Onana tercatat 56 kali membela Timnas Kamerun dan hal itu menegaskan kalau kualitas permainannya tidak dipandang remeh.
Lee Hendrie (Inggris)
5. Lee Hendrie
Pemain kelahiran 18 Mei 1977 tersebut merupakan salah satu gelandang yang digadang-gadang menjadi bintang besar di timnas Inggris pada era awal tahun 2000-an. Namun, entah kenapa karier Lee Hendrie macet saat memasuki level senior. Berbanding terbalik dengan rekan seangkatannya sepertib David Beckham atau Paul Scholes.
Semenjak didepak Aston Villa pada musim 2006-2007, Hendrie berpindah-pindah klub dengan level permainan yang menurun. Kegemarannya berjudi dan menikmati dunia malam disebut jadi salah satu penyebab hancurnya karier sang pemain.
Pada tahun 2011 ia bergabung dengan klub Liga Primer Indonesia, Bandung FC. LPI merupakan liga saingan kompetisi resmi PSSI, Indonesia Super League, yang didanai oleh pengusaha Arifin Panigoro. Keputusan Hendrie menerima pinangan Bandung FC kabarnya karena terpaksa.

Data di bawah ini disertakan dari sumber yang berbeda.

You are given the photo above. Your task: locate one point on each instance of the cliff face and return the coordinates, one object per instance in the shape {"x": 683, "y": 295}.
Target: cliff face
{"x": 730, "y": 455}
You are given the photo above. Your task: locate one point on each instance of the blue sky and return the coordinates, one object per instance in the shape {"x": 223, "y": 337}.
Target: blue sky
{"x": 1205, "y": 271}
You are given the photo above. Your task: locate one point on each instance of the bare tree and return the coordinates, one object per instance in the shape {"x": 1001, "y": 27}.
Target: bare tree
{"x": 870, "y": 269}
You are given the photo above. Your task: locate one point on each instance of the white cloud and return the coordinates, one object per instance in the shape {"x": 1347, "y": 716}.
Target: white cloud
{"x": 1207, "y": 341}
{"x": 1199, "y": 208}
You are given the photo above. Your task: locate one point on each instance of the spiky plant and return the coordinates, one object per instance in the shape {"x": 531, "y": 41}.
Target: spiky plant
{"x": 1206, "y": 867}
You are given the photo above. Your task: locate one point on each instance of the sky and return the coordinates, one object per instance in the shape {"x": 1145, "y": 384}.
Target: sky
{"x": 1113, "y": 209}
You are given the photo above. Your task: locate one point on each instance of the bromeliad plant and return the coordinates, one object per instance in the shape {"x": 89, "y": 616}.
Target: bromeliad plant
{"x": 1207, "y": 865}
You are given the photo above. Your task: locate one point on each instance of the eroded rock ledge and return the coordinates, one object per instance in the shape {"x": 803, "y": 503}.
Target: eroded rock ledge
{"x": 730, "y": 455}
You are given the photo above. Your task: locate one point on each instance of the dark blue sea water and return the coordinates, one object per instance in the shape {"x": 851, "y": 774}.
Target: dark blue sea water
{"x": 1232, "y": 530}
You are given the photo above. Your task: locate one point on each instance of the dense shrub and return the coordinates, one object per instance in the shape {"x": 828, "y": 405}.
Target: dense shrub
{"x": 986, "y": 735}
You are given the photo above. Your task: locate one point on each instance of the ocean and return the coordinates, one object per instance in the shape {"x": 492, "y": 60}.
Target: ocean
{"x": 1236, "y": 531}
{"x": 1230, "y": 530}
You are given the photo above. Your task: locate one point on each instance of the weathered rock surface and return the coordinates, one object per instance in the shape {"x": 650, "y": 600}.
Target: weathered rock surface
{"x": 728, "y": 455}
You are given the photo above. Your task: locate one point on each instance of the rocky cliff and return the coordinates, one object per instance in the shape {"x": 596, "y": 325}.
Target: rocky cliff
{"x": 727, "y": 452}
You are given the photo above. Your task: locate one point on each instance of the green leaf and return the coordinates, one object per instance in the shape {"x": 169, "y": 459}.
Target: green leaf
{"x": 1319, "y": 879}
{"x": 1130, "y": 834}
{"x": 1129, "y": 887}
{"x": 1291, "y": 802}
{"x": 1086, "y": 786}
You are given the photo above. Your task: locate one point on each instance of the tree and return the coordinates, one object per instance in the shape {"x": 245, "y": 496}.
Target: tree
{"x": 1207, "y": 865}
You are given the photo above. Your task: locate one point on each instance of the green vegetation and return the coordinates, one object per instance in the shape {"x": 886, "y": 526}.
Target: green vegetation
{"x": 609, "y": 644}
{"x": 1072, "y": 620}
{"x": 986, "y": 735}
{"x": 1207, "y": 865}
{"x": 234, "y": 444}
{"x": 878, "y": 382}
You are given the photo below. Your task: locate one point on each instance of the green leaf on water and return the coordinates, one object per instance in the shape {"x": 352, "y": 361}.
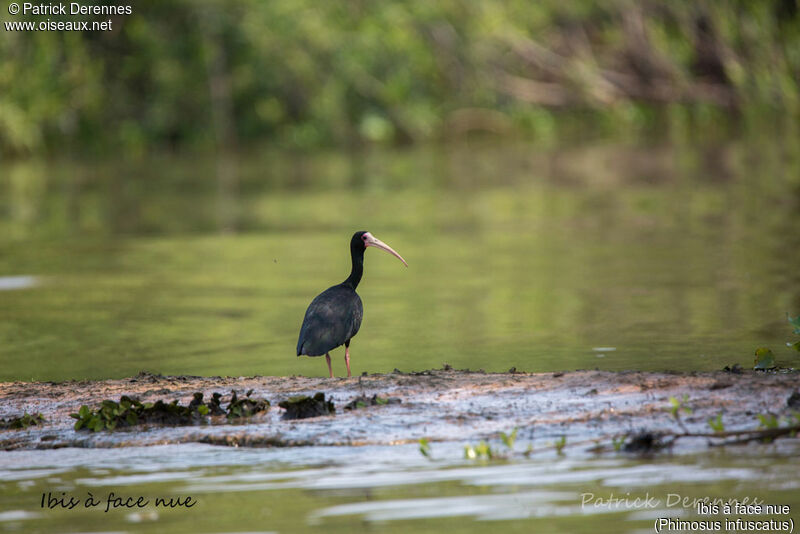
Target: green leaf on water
{"x": 716, "y": 423}
{"x": 509, "y": 439}
{"x": 764, "y": 359}
{"x": 424, "y": 448}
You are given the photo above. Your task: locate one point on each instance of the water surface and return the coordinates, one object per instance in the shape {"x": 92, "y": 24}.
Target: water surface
{"x": 616, "y": 257}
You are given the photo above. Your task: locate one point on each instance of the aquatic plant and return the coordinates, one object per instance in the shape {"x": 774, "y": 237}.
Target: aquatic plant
{"x": 23, "y": 421}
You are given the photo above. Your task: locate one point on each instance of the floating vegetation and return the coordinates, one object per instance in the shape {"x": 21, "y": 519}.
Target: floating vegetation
{"x": 23, "y": 421}
{"x": 129, "y": 411}
{"x": 303, "y": 406}
{"x": 247, "y": 406}
{"x": 363, "y": 401}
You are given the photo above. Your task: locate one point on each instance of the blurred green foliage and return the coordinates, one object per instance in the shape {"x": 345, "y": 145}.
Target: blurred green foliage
{"x": 300, "y": 74}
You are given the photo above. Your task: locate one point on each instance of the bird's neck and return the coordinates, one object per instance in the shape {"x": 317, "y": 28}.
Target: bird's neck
{"x": 358, "y": 268}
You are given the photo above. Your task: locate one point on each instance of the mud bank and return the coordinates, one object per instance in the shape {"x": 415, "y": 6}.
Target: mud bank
{"x": 439, "y": 405}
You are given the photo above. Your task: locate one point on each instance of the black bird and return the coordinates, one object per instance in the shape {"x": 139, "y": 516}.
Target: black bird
{"x": 334, "y": 316}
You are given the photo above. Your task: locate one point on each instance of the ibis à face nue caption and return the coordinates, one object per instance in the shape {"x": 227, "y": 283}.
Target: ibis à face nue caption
{"x": 334, "y": 316}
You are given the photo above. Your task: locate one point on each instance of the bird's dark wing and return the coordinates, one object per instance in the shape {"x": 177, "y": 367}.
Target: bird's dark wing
{"x": 332, "y": 318}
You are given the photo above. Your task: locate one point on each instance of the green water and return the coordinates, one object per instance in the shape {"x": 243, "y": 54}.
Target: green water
{"x": 678, "y": 258}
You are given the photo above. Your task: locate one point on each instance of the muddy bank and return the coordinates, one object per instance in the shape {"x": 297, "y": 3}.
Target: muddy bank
{"x": 439, "y": 405}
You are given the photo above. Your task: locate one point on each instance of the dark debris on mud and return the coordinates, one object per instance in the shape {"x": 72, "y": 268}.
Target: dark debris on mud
{"x": 362, "y": 401}
{"x": 304, "y": 407}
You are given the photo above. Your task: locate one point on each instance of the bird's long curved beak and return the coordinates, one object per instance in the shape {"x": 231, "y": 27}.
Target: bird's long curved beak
{"x": 373, "y": 241}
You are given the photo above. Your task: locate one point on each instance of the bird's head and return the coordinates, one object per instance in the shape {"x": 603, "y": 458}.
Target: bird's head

Saat itu ia sedang bangkrut dan tak memiliki klub.
Saat membela Bandung FC Lee Hendrie berhasil mencetak tiga gol, dari 16 pertandingan yang dilakoninya. Namun, di klub tersebut Hendrie tidak bertahan lama, karena kompetisi LPI akhirnya bubar setelah tumbangnya rezim kepengurusan Nurdin Halid di PSSI.
Dalam sesi wawancara dengan media Inggris, Lee Hendrie buka kartu kalau keputusannya merumput di Indonesia merupakan kesalahan terbesar. Sempat melakukan upaya bunuh diri, Hendrie akhirnya memutuskan pensiun setelah berkiprah di klub amatir Basford United pada 2014.
Pierre Njanka (Kamerun)
6. Pierre Njanka
Pierre Djanka Njanka-Beyaka merupakan pemain Kamerun di Piala Dunia 1998 dan 2002. Pada debutnya di event akbar tersebut ia bahkan menyumbang gol Kamerun ke gawang Austria, padahal posisi bermainnya sebagai bek tengah.
Pierre Njanka sempat malang melintang di sejumlah klub Eropa, layaknya: RC Strasbourg (Austria), CS Sedan Ardennes (Prancis), Neuchatel Xamax (Swiss).
Ia mendarat di Indonesia pada musim 2008–2009 dan membela Persija Jakarta. Pada musim perdanannya ia jadi salah satu pemain andalan di sektor belakang Macan Kemayoran. Pada musim selanjutnya ia memutuskan hengkang ke Arema Indonesia. Di klub tersebut ia mempersembahkan gelar juara Indonesia Super League 2009-2010.
Namun, kesuksesan tersebut tak lantas membuat bek jangkung kelahiran 15 Maret 1975 tersebut bertahan lebih lama di Malang. Karena merasa hak-haknya sering diabaikan manajemen Singo Edan ia memilih pergi ke klub kontestan breakaway league LPI, Atjeh United.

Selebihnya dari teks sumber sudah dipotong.